A year without work
I’ve now gone just over a year since I last ‘worked’.
I’m not quite sure how deliberate this has been. The preceding eighteen months saw a couple of disastrous career moves, but my last day of work arrived much sooner than I’d anticipated.
About a month into a three-month notice period, I trekked into work as usual. I was feeling unusually tired, but thought little of it. Then Test and Trace rang to follow up on my positive Covid-19 test.
I’d taken the test a week before, a precaution after Covid-19 swept through my workplace. The hospital lab (I was working in the NHS) had reported a negative result, but I headed home to self-isolate to be safe.
It was quickly apparent who was right, by the afternoon I had developed symptoms. Over the few days I experienced, except for the cough, almost every symptom that has been associated with the virus. I was fortunate, though, that I only had one night of breathing difficulties. I cannot imagine the fear experienced by those who needed hospitalisation.
Fatigue was the biggest problem. Three months later I was still asleep half the day and even moderate exercise would write off the next twenty-four hours. Even today, I feel the after-effects, although I attribute these more to my general loss of fitness over the first six months than the virus directly.
And it put paid to my plans to find a new job. I’d started my hunt and had to turn down an interview and a few recruiters while I was self-isolating. I was, however, fortunate to have a supportive family and a bit of cash in the bank to tide me over. There was no immediate danger, but there was the challenge of finding a job when I spent a lot of my time asleep and lacked stamina.

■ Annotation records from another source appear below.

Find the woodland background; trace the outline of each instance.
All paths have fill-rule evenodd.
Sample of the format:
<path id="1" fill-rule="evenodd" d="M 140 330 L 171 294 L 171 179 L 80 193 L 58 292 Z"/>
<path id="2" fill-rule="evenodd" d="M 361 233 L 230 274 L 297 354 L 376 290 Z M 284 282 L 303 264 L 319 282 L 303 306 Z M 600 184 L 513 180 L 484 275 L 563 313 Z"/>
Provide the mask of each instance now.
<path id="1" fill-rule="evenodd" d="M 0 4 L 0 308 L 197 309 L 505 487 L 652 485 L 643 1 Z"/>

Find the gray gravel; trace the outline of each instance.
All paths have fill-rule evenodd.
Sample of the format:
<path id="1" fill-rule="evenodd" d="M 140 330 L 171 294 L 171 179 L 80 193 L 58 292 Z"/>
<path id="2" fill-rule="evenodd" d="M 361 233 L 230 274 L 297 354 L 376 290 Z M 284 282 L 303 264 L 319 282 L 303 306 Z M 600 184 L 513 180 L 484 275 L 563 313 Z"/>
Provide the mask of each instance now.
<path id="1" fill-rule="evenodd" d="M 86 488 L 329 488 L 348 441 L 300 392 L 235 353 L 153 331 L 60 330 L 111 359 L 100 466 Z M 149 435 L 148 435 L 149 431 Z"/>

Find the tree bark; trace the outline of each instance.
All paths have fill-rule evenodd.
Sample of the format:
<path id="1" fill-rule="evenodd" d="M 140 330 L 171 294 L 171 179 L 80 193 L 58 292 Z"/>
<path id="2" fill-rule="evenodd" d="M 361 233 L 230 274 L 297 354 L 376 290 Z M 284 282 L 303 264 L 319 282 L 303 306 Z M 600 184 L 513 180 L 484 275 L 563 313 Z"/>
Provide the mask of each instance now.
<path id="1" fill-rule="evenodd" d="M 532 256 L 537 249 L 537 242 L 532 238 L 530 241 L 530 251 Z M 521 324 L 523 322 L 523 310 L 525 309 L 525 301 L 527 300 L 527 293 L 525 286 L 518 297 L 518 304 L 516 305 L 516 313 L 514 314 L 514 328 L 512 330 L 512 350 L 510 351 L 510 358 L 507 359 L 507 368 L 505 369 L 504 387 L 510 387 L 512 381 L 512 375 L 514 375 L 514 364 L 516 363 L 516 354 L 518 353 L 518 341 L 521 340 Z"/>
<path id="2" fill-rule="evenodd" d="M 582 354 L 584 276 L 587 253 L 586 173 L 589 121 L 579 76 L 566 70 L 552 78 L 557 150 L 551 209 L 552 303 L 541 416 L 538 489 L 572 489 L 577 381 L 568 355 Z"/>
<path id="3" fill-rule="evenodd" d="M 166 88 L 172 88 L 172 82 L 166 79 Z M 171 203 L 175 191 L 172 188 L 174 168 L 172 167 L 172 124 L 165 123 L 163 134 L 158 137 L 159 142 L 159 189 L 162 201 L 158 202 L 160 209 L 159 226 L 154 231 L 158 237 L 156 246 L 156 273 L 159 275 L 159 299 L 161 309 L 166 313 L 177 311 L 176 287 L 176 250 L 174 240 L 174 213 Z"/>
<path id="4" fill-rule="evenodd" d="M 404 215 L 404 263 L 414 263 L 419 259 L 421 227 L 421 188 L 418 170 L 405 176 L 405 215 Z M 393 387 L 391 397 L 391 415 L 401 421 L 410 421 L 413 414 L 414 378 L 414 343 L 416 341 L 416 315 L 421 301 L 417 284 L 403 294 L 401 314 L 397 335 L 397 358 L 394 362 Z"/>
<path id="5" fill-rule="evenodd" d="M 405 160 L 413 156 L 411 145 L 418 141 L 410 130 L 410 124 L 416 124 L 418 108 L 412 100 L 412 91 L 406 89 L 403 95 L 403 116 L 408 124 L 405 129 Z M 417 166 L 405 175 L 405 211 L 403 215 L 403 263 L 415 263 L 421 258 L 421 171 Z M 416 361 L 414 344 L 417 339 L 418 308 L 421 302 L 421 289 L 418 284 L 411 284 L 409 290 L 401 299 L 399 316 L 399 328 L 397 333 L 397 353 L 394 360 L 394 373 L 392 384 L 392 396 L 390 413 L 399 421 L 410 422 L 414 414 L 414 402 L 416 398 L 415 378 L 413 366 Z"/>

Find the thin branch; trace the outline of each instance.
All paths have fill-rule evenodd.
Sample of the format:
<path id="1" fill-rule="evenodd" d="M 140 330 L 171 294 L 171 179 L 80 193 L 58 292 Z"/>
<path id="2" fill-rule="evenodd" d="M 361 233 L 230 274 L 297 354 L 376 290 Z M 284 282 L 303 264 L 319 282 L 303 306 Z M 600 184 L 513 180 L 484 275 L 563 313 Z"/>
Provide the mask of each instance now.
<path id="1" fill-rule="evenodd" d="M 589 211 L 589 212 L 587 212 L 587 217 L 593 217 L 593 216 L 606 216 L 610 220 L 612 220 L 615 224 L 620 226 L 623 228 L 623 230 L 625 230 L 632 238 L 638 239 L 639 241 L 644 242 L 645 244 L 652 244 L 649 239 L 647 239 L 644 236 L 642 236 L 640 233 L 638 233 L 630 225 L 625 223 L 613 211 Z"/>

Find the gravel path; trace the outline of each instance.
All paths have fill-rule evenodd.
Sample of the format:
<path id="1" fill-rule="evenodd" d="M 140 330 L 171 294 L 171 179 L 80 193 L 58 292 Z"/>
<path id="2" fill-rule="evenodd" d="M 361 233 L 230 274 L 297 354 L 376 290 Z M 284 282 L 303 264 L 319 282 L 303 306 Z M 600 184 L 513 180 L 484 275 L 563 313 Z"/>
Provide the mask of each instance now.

But it has turned out I didn’t need to find a job.
At some point, I put myself on a freelancing site offering copywriting. I charged peanuts, my thinking was that earning a few quid was better than earning nothing. And, at least, it gave me something to put on the CV.
And I earned a few quid. My perfectionist agonising over every word meant my hourly rate was probably pennies. But one job led to another, and another, and another. I quickly became overwhelmed. So, I increased my rates to limit the demand. But then it happened again. And again.
Without really planning anything, I’ve got to a stage where I’m making ends meet. And that’s largely by working half-days with cheap rates. (Covid-19 has helped too. Our expenditure on restaurants and holidays is not what it was.)
I am not sure what to make of all of this. Thinking back, I always enjoyed writing and, when the opportunity presented at work or elsewhere, relished the opportunity to play with words. But although I’d been paid for a few bits of writing, it was never something I imagined I could live on.
Even writing this, the imposter syndrome creeps in: who on earth would pay someone who writes dross like this? It’s simply laughable to compare myself with ‘real’ writers.
In my more confident moments, though, I think there are two things that stick out for me.
First, I am incredibly fortunate to be in the position where I could do this. Few people could afford the risk of trying it, let alone stumbling into it as I did.
Second, doing something you genuinely enjoy, that you find rewarding, where the senses are satisfied (and how I love the rhythmic sounds and light touch of my keyboard), just does not feel like work. Flow comes easily. Pleasing phrases and passages present themselves. Pieces magically appear.
I have no idea what the future will hold. Perhaps I will tire of trying to pretend I’m a writer (or copywriter). Perhaps I will stumble across a job I cannot refuse. Perhaps someone will rumble me and everyone will find out this emperor is as naked as the day they were born. All I can do is enjoy it while it lasts.